Rupture anticipée d’un CDD pour téléchargements illégaux

Dans un arrêt du 4 octobre 2017, la Cour d’appel de Poitiers a considéré qu’un salarié licencié par son employeur s’était "bien rendu l’auteur de fautes graves fondant la rupture anticipée de son contrat de travail à durée déterminée", après avoir constaté qu'il "avait seul l’usage du PC de la boutique et que son nom [apparaissait] sur les téléchargements illégaux effectués [qui avaient motivé son licenciement] (…) pouvant donner lieu à des poursuites pénales à l’encontre de [son employeur], titulaire de l’accès Internet, et à la privation de ce dernier de nature à mettre en péril l’existence de l’entreprise".

Arrêt non publié

Liberté d’expression et licenciement d’un salarié

Un salarié d’une entreprise qui avait adressé aux représentants syndicaux et aux autres salariés un courrier électronique virulent, critiquant un projet sur l’harmonisation des statuts collectifs du personnel de l’entreprise, avait été licencié pour faute grave. Par un arrêt du 19 mai 2016, la Cour de cassation a confirmé la nullité du licenciement du salarié, rappelant que “pour apprécier la gravité des propos tenus par un salarié, il fallait tenir compte du contexte (…), de la publicité que leur avait donné le salarié et des destinataires du message”. La Cour relève qu’en l’espèce “les propos avaient été tenus dans un message destiné à des salariés et représentants syndicaux à propos de la négociation d’un accord collectif pour défendre des droits susceptibles d’être remis en cause” et que le salarié n’avait donc pas abusé de sa liberté d’expression.

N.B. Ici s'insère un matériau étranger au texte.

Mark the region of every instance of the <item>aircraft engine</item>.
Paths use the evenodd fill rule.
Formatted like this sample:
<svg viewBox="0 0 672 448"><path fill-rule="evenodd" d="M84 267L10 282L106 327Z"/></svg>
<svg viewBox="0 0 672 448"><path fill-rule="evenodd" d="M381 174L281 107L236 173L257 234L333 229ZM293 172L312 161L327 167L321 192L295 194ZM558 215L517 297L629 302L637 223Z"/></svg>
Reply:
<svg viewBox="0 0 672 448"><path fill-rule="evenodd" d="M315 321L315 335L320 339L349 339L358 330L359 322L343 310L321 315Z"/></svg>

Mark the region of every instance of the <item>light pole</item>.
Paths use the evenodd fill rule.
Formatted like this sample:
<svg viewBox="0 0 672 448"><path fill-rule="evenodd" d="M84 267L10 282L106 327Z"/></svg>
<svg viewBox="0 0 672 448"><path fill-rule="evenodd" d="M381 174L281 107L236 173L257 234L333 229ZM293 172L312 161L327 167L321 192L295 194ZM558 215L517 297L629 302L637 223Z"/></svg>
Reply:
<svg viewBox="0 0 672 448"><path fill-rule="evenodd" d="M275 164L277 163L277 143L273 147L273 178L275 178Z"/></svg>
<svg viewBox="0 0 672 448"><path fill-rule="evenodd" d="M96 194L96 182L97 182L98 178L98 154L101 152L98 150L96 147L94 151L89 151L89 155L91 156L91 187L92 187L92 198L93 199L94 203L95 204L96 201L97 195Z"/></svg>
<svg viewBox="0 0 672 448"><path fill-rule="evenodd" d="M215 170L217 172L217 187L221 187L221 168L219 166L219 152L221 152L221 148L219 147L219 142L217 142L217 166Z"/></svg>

 Pour lire l’arrêt sur Légifrance

Licenciement d’une salariée pour usage abusif de l’internet à des fins personnelles

Par un arrêt du 13 janvier 2015, la Cour d’appel d’Aix en Provence a validé le licenciement pour faute grave d’une salariée qui se connectait à des sites extra-professionnels, une heure par jour pendant son temps de travail, alors que le règlement intérieur de l’entreprise interdisait tout “usage abusif de l’Internet à des fins personnelles”. La Cour a relevé que “lorsque la salariée était connectée à un site ludique, elle bloquait l’accès à son poste de travail et devenait de ce fait injoignable”, et a également retenu que l’employeur payait à la salariée de très nombreuses heures de présence sans contrepartie d’un travail effectif. La Cour a donc jugé que “le comportement fautif de la salariée interdisait son maintien au sein de l’entreprise, même durant le temps de son préavis”.